Voces perdidas en el aire de los años con mensajes erróneos en favor de cosechas grandes a cambio de precios bajos. Subsistir como dicta la economía de mercado ha dejado pueblos vacíos y jóvenes que no que cogen el testigo de la continuidad del patrimonio familiar. Jóvenes que con licenciaturas y master académicos gracias a la economía familiar y al vender cuando se ha necesitado para que una vez concluida la formación emigren a países de la Europa de mejor economía, dejando viviendas urbanas a la anarquía de los okupas llegados y atraídos por las promesas de mejor vida.
Fluctuamos en una sociedad donde el “derecho a la diversión”; derecho inexistente, es la ley, sin ley, que no respeta la salud colectiva de nuestra sociedad. Sociedad violenta alentada desde los juegos de Internet, películas de lenguaje obsceno en muchas de ellas, donde los protagonistas siguen un guion centrado en el poder sin escrúpulos, jóvenes viviendo al margen de las familias, lujo y delincuentes masculinos y femeninos mostrados como héroes actuales. Y, corrupciones diversas en las que no siempre triunfa la bondad y los principios éticos en favor de la sociedad que nos canaliza y manipula.

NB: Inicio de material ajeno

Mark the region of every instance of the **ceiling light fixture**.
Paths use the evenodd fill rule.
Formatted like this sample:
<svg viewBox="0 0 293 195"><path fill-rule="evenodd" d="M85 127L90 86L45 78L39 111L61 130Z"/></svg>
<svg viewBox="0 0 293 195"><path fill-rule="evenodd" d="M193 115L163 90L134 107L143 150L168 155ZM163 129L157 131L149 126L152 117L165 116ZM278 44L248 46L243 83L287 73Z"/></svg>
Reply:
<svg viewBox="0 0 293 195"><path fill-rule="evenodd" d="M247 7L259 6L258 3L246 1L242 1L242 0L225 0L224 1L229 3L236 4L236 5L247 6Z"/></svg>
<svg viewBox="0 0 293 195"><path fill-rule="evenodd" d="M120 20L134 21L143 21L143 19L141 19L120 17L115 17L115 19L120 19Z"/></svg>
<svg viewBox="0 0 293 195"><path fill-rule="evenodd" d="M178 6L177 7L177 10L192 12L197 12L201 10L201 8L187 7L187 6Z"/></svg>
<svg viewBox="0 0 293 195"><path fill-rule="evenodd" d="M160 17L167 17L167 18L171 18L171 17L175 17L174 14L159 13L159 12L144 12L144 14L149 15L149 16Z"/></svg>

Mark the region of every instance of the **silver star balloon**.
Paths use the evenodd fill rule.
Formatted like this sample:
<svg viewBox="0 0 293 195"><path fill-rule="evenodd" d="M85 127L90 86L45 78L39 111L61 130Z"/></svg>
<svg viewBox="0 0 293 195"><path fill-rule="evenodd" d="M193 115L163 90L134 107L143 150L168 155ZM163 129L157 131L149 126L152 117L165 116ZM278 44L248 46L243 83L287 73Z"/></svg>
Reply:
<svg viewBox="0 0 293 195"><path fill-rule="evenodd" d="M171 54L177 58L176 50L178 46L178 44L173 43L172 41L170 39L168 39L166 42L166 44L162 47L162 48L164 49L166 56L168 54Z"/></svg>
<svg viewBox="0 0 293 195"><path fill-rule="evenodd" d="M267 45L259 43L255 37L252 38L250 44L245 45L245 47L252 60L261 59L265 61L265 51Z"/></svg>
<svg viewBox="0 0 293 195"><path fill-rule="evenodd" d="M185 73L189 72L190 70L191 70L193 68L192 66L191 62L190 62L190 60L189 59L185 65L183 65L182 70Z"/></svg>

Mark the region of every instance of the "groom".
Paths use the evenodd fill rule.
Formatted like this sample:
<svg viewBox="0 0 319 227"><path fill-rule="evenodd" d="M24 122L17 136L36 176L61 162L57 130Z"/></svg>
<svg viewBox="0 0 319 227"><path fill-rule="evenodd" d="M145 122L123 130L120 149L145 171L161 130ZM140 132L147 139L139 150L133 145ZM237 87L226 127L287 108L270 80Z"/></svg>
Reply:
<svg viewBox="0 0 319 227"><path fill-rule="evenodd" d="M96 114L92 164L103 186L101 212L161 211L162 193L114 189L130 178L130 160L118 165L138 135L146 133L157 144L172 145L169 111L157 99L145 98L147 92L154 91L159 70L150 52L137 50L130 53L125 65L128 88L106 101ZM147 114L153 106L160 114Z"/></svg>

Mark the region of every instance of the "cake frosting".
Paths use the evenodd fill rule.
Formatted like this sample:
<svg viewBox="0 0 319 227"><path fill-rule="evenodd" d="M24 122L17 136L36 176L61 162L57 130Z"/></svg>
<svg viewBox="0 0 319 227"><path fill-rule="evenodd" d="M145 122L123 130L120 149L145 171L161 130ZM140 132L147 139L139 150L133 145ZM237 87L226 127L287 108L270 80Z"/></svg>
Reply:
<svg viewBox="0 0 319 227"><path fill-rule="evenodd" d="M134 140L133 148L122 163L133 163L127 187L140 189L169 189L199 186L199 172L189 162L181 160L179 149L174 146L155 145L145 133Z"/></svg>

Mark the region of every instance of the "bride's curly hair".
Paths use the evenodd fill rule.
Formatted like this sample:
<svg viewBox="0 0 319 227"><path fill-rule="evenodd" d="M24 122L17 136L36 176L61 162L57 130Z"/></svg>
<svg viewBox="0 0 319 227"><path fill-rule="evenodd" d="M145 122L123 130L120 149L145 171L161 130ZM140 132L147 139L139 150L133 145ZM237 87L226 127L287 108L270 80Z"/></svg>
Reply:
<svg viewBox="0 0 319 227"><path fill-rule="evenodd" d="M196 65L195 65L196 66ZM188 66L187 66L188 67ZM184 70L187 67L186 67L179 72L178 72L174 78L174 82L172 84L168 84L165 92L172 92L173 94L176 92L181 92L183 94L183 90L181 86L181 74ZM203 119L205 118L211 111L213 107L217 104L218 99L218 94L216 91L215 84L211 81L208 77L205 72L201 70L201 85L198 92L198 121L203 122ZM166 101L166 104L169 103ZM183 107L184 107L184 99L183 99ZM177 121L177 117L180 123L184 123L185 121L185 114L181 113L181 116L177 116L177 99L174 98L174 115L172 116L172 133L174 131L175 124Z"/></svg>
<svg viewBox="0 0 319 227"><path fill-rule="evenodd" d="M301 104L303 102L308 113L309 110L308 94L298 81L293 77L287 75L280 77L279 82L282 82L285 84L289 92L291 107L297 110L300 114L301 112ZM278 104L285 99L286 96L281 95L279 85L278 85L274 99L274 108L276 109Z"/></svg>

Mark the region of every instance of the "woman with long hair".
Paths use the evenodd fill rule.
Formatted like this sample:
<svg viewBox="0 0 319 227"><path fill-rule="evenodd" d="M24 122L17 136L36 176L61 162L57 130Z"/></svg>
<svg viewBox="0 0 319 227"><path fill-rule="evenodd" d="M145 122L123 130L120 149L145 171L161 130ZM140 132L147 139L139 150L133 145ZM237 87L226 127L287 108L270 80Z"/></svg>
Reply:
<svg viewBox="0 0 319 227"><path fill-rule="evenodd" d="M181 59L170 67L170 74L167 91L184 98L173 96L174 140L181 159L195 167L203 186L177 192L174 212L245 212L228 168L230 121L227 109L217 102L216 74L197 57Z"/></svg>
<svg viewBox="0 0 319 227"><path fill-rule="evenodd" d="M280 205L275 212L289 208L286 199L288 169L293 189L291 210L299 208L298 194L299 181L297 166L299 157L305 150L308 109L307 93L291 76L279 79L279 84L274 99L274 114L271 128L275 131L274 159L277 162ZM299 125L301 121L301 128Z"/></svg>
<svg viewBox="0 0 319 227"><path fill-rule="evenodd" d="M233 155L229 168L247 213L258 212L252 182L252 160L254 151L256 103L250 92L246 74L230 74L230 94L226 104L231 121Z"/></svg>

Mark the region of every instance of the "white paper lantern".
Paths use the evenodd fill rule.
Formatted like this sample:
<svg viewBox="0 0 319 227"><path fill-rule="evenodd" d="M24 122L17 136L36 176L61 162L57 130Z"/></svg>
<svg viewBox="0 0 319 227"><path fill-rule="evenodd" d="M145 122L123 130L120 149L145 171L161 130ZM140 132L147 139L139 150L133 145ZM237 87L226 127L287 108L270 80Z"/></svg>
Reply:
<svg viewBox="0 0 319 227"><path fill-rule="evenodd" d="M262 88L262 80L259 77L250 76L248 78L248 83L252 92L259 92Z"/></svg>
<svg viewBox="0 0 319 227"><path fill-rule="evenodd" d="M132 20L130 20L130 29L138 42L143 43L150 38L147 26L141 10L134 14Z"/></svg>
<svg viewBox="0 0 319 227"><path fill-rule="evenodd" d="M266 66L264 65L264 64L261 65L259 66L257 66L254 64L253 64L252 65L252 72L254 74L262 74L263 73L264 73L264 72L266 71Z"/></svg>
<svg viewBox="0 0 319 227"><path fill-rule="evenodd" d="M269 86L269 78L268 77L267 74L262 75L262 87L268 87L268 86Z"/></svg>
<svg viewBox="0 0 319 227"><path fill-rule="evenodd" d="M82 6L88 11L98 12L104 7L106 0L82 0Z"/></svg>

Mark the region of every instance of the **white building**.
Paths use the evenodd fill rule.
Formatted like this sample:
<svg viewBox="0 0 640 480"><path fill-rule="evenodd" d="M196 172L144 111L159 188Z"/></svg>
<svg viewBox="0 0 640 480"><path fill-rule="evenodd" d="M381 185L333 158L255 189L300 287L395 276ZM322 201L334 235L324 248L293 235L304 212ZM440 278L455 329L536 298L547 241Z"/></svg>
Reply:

Estas son nuestras nuevas torres de Babel hablar sin entendernos mientras no nos importan los seres humanos que mueres de hambre cada día como si ellos, no formaran parte de nuestra sociedad.
La pandemia del Covid-19 sigue dejando un rastro de enfermedad y muerte y aun así no aprendemos la lección de vivir y morir día a día. Los violentos imperan en vagones del Metro y en la calle donde se agrede y mata por capricho de ellos, los agresores violentos que como matones callejeros se imponen a la mayoría de ciudadanos que son los que sostienen la sociedad con su esfuerzo diario de trabajo y laboriosidad. Están por todas partes. Y lo triste es comprobar que cuando una persona es agredida por ellos el miedo paraliza a los ciudadanos que miran como matan, hieren y atacan sin intervenir paralizados por el terror. Ignoramos cobardemente que en cualquier momento nos pueden a atacar a uno de nosotros.